I cursed and hurried toward the door, only to come to an almost complete stop the moment I reached it.

The girl, Dorcas, was standing there looking confused.

“What are you doing here?” she asked.

My brows rose. “Is there a problem with me being here?”

She opened her mouth, closed it, and then shrugged. “I figured since you gave your testimony online via webcam, that meant that you weren’t coming in at all.”

That had been a calculated thing on the lawyer’s part. He’d thought with me being there in person, that they might see the anger in the way I held myself and be more focused on me than on the psycho.

According to my lawyer, I was a bit ‘intimidating’ and they didn’t want that issue.

Whatever.

I didn’t care.

But he was right.

Over the last few weeks of healing, and the previous beating I’d taken, my face had matured into some different lines that hadn’t previously been there.

It also didn’t help that I was six foot four and a half and had hands the size of dinner plates.

Oh, and the new tattoo I’d gotten that slithered up my neck. The words: Vengeance is in my heart, death in my hand. Blood and revenge are hammering in my head. The William Shakespeare quote had been on a knife that Tide had gotten me upon my exit from the hospital. It’d been so à propos that I’d decided it needed to be embedded in my skin for me to remember every single day for the rest of my life.

One day, Amon Wheeler would pay for his sins, even if I had to slip into his loony bin in the middle of the night and do it with my bare hands.

Because that’s how I saw today going.

I knew without a doubt in my mind that Amon would be getting a free ride to the psych facility.

I also knew that he would be living a cush life, because Amon was slick. He’d get anyone and everyone on his side that was in that facility. And he would be out.

One way or the other.

Whether it was ten years or thirty.

“That was because, apparently, I’m scary. And they didn’t want the jury focusing on me and my hatred. And instead wanted the focus on Amon and what he did,” I explained as I grabbed the door from her hands and held it wider open. “After you.”

She went, but she looked like she dragged her feet the entire way to the courtroom.

I stayed on her heels since she seemed to know where she was going.

We didn’t sit next to each other, though.

She went to one corner, and I went to the other, but both of us were bathed in the shadows of the shitty courtroom.

There we sat for hours while the jury deliberated after closing statements were given.

Hours that felt like long days and even longer nights.

And, when the jury finally came out and resumed their seats, and the one stood up to speak, I didn’t have to be a genius to know what he was about to say.

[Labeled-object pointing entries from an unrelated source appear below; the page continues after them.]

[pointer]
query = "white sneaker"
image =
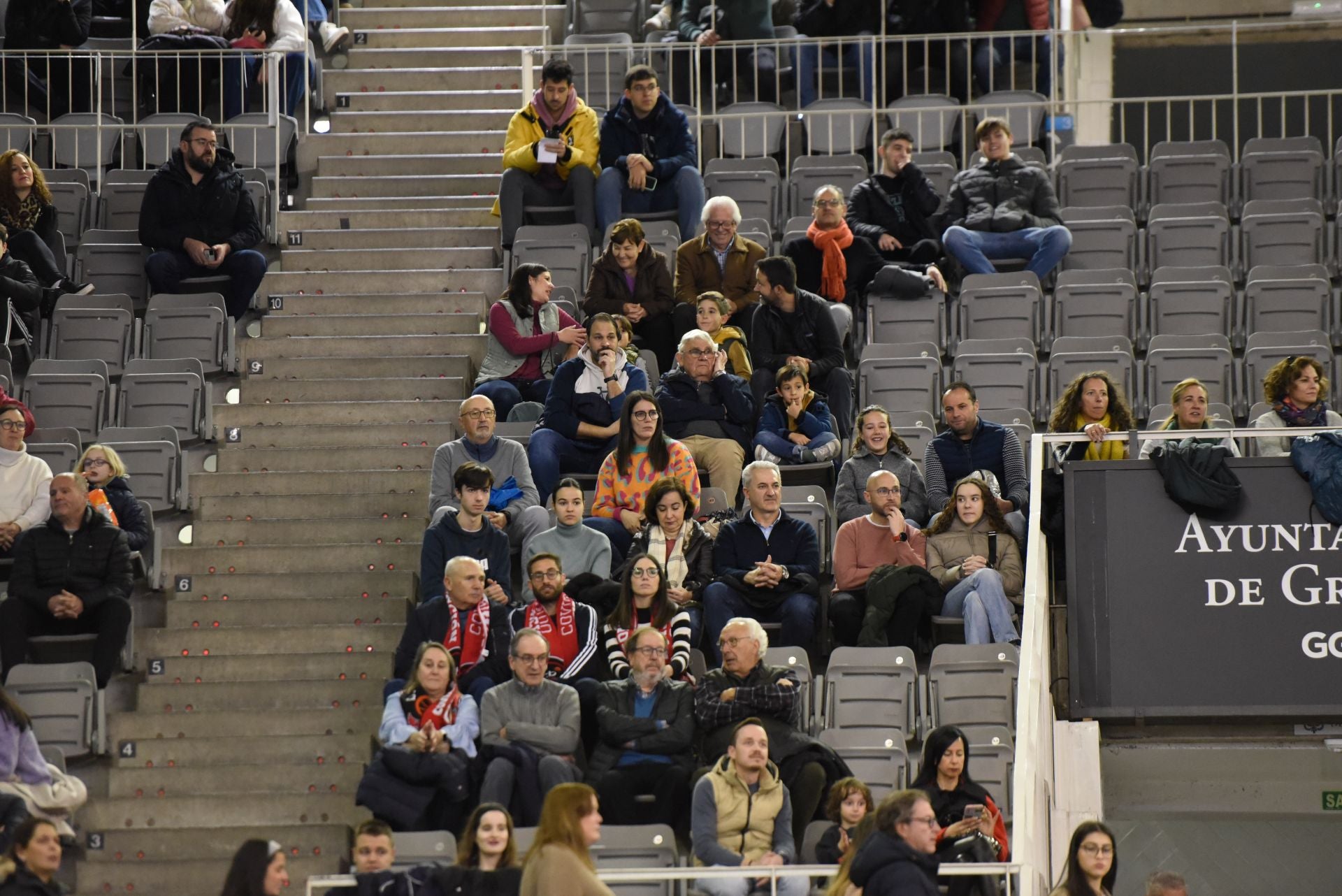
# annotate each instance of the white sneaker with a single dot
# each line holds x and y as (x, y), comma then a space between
(333, 36)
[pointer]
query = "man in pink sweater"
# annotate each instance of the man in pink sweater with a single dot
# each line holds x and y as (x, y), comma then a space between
(881, 538)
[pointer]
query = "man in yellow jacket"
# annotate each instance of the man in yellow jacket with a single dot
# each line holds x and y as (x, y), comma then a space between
(551, 156)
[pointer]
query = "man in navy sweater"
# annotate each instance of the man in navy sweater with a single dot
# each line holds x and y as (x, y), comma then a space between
(768, 565)
(971, 445)
(582, 417)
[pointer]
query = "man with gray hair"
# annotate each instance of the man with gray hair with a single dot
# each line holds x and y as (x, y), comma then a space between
(719, 261)
(531, 731)
(707, 410)
(768, 565)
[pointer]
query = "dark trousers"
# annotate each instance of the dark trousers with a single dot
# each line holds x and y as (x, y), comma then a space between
(109, 620)
(669, 785)
(167, 268)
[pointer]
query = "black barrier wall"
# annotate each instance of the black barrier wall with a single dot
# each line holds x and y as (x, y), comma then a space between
(1177, 614)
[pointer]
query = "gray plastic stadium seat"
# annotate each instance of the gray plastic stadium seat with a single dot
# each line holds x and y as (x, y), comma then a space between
(876, 758)
(897, 382)
(1188, 235)
(1190, 172)
(1099, 176)
(872, 687)
(932, 120)
(64, 703)
(189, 326)
(973, 687)
(68, 393)
(1002, 305)
(166, 392)
(1287, 231)
(1097, 303)
(1102, 238)
(1282, 168)
(564, 249)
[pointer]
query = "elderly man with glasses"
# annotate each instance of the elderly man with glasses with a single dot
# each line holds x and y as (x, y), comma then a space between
(529, 728)
(717, 261)
(514, 505)
(646, 744)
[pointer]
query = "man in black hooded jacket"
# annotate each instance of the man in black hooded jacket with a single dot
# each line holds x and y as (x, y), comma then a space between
(201, 220)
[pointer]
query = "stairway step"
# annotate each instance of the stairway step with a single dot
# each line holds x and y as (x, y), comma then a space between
(335, 412)
(404, 389)
(331, 611)
(345, 459)
(161, 782)
(387, 368)
(183, 844)
(275, 639)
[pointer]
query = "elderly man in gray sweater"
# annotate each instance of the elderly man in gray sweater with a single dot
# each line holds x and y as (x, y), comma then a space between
(513, 509)
(525, 718)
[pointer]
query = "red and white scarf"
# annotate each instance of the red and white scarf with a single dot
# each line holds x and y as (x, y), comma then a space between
(475, 646)
(560, 633)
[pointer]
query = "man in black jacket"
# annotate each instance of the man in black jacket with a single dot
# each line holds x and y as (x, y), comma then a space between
(201, 220)
(893, 208)
(1003, 208)
(709, 410)
(795, 326)
(644, 739)
(70, 577)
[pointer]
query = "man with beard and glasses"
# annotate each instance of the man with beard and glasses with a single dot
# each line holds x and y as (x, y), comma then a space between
(201, 220)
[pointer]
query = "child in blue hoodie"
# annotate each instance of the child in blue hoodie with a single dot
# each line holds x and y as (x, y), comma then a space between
(796, 426)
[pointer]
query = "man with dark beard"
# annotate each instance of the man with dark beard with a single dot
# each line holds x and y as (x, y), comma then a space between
(201, 222)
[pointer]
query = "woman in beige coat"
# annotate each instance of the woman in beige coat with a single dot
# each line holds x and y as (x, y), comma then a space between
(974, 557)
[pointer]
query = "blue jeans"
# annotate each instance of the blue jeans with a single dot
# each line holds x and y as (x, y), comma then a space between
(245, 268)
(552, 455)
(505, 393)
(796, 614)
(684, 192)
(858, 64)
(983, 604)
(1043, 246)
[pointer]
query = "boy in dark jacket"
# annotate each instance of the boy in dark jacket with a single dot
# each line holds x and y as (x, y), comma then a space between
(201, 220)
(649, 157)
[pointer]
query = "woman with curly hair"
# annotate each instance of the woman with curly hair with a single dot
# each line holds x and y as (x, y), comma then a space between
(974, 557)
(1092, 404)
(29, 212)
(1298, 389)
(872, 440)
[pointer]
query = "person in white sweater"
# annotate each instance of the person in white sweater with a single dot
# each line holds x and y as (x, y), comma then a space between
(24, 481)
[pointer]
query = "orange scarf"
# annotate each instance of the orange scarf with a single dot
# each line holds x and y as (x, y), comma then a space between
(834, 271)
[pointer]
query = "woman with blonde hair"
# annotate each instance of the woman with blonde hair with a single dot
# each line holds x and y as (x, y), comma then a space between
(560, 860)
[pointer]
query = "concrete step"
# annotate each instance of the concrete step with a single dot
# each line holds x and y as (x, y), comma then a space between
(247, 695)
(325, 730)
(430, 121)
(266, 642)
(335, 412)
(331, 611)
(220, 812)
(338, 435)
(161, 782)
(506, 31)
(471, 347)
(301, 459)
(188, 878)
(391, 368)
(430, 280)
(185, 844)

“We find the defendant not guilty by reason of insanity,” the juror said strongly.

It wasn’t the words that the juror said, though, that had my skin crawling. It was the way that Amon looked at Dorcas so triumphantly that did it. Anger and disgust dueled through my veins, and I wanted nothing more than to pull out a gun and shoot him straight through his smug face.

But, surprisingly, it was Dorcas that stood up and turned, catching my eye.

I knew she wanted me to follow, so I did, which saved me from doing something completely stupid.